What “Self-Improving” Actually Means Here
The system does not learn in the traditional machine learning sense. There is no gradient descent, no training epochs, no weight updates. What happens instead is closer to iterative decision logic optimisation:
- The test suite is the loss function. 27 photos plus 6 regression cases define what correct means.
- Claude Code is the optimiser. It analyses failure patterns, forms hypotheses, implements changes, and validates results — all within a single session.
- Git checkpoints are the training history. Each tagged state is a verifiable, reproducible improvement.
- The loop runs in minutes, not days. A full cycle — test, analyse, fix, retest — takes roughly 5 to 10 minutes.
The key point: the system improves by restructuring its decision logic, not by adjusting weights in a neural network. The scoring weights, pipeline architecture, and model selection are all optimised by an AI agent running test-driven experiments in a tight feedback loop.
Current State
- 85% accuracy on 27 diverse real-world photos
- 103 unit tests passing, 6/6 regression cases stable
- ~7–10 seconds per recognition, running locally without API calls
- 4 remaining failures: all rank-2 or rank-3 cases — correct product family, wrong close variant
- Integrated with WooCommerce via a WordPress plugin for end-to-end product lookup
The remaining problem is no longer broad visual recognition. It is fine-grained disambiguation inside visually dense product families. That is a much better problem to have.
The Takeaway
You do not always need to train a model.
In many applied settings, the more valuable step is to build a system that can be measured, challenged, and improved under controlled conditions. A well-designed test suite can function as a practical loss function. A disciplined iteration loop can produce rapid, compounding gains. An AI coding agent becomes genuinely powerful when it operates inside that structure — not as an oracle, but as a fast operator inside an evidence-based process. This is also a concrete example of software behaving as a living structure rather than a passive archive — the system does not simply store and retrieve, it actively refines its own decision-making through structured feedback.

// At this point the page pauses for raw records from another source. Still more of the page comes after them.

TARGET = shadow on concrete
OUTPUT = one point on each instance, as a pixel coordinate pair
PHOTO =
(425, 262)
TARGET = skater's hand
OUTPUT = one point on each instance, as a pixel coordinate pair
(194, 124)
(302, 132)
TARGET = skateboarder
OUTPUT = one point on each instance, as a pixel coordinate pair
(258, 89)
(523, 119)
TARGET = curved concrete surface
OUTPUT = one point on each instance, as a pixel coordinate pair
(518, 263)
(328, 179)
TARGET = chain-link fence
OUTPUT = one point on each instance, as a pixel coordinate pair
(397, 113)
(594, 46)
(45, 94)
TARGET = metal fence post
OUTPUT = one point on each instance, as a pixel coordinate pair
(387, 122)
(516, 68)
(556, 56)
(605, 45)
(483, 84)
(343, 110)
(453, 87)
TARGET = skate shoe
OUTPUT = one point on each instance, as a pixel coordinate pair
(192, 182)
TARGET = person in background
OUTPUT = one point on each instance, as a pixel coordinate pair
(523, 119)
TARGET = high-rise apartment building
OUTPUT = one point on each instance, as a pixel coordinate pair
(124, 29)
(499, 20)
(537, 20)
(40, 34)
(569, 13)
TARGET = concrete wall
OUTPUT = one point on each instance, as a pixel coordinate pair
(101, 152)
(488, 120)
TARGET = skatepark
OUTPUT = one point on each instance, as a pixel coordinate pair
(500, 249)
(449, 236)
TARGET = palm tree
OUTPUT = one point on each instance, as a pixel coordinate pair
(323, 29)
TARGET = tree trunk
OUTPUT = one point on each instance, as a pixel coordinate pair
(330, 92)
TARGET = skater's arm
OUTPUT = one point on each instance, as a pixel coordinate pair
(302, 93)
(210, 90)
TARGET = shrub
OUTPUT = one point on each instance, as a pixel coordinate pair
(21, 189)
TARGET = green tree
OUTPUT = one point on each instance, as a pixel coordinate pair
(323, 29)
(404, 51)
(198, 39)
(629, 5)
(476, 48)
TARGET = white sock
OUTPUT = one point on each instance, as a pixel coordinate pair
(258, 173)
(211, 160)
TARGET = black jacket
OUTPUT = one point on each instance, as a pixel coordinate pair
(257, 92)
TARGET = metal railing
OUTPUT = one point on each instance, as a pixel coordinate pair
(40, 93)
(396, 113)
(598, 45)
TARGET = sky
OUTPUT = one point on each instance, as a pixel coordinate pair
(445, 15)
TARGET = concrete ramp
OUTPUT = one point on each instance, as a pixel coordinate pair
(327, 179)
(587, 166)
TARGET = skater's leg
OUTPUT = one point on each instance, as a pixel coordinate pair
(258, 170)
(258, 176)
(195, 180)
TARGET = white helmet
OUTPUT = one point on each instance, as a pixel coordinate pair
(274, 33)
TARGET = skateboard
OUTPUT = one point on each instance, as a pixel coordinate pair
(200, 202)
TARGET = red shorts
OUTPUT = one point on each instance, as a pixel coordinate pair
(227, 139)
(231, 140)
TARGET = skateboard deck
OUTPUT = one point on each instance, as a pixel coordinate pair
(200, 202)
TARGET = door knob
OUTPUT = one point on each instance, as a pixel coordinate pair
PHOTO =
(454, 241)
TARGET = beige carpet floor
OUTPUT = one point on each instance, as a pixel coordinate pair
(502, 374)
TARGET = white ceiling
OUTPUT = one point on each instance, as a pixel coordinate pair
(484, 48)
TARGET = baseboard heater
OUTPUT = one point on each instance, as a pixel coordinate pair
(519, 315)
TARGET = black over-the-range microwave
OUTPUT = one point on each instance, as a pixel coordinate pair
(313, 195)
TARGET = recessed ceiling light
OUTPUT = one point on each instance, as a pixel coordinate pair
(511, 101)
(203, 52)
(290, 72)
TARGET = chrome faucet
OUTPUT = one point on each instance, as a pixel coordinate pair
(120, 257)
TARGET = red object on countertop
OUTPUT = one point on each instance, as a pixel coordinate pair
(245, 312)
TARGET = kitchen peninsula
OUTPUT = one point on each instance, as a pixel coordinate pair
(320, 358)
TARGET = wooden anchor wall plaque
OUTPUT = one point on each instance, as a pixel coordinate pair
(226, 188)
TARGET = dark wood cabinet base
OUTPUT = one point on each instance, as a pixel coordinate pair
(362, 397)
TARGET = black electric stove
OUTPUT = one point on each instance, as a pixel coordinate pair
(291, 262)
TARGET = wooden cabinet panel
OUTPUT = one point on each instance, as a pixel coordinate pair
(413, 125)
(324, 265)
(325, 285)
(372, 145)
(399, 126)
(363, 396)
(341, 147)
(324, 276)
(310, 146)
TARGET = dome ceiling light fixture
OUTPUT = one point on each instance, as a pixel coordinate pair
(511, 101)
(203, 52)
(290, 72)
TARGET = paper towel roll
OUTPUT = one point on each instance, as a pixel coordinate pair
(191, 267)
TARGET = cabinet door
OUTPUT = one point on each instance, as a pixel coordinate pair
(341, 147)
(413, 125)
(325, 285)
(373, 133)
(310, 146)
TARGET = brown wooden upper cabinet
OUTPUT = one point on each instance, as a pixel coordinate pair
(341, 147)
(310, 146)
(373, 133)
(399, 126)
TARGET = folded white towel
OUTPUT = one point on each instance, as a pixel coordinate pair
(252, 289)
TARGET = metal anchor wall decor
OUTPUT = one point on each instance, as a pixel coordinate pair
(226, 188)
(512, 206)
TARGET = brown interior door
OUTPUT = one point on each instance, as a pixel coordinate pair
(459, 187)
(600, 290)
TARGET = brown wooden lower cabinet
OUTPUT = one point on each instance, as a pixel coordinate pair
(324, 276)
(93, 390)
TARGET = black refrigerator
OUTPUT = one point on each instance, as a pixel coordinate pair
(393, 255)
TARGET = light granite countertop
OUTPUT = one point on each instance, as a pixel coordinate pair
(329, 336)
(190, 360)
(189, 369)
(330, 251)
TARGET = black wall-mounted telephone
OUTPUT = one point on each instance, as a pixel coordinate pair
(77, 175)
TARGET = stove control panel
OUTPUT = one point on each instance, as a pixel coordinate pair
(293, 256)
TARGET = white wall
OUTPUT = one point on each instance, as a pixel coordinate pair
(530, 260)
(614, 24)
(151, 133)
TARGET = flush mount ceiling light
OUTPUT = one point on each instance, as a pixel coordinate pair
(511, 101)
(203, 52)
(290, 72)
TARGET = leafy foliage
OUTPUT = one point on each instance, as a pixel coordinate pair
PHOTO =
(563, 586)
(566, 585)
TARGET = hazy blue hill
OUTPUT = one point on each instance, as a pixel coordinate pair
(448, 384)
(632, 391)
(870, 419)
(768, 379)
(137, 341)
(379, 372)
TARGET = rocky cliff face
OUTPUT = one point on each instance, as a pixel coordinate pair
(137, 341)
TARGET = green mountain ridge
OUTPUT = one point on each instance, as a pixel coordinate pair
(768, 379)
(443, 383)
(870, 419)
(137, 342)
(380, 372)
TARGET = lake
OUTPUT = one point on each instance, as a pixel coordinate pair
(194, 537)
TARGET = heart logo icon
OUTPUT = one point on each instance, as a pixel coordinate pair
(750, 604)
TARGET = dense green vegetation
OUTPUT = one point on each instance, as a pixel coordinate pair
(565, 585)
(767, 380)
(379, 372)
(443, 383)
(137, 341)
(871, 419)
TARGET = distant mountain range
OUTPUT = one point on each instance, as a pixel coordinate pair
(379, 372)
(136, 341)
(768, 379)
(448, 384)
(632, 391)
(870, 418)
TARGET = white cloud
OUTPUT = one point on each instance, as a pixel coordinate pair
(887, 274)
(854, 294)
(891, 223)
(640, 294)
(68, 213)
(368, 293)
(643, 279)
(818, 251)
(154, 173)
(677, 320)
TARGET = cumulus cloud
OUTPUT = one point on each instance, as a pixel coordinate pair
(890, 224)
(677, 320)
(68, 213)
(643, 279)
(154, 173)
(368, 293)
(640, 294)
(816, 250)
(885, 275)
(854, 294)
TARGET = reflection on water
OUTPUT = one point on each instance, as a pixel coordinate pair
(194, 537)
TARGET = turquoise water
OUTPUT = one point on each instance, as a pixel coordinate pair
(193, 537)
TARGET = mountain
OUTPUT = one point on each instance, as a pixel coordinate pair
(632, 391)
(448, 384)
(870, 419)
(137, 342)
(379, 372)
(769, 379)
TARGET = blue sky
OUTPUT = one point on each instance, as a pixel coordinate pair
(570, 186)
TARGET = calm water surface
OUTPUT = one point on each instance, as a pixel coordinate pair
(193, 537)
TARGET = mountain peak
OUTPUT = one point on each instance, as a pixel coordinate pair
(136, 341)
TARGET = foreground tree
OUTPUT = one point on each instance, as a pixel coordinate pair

The system improved not because a neural network was retrained, but because the decision logic around the model was repeatedly reworked in response to evidence. The same iterative, evidence-based approach applies to AI-assisted internal bug reporting, where the agent’s triage logic improves the quality of operational inputs through structured conversation rather than blind automation. This test-driven discipline extends beyond pipeline development — as explored in why AI-written code still needs serious testing after the first commit, the same structured verification approach is what separates reliable production systems from plausible-looking ones. The same principle applies to data-driven AI systems more broadly — what separates useful AI from impressive AI is the quality of the structured inputs, whether those inputs are historical business data or a carefully designed test harness.
For real business problems where reliability matters, that is often the more important capability.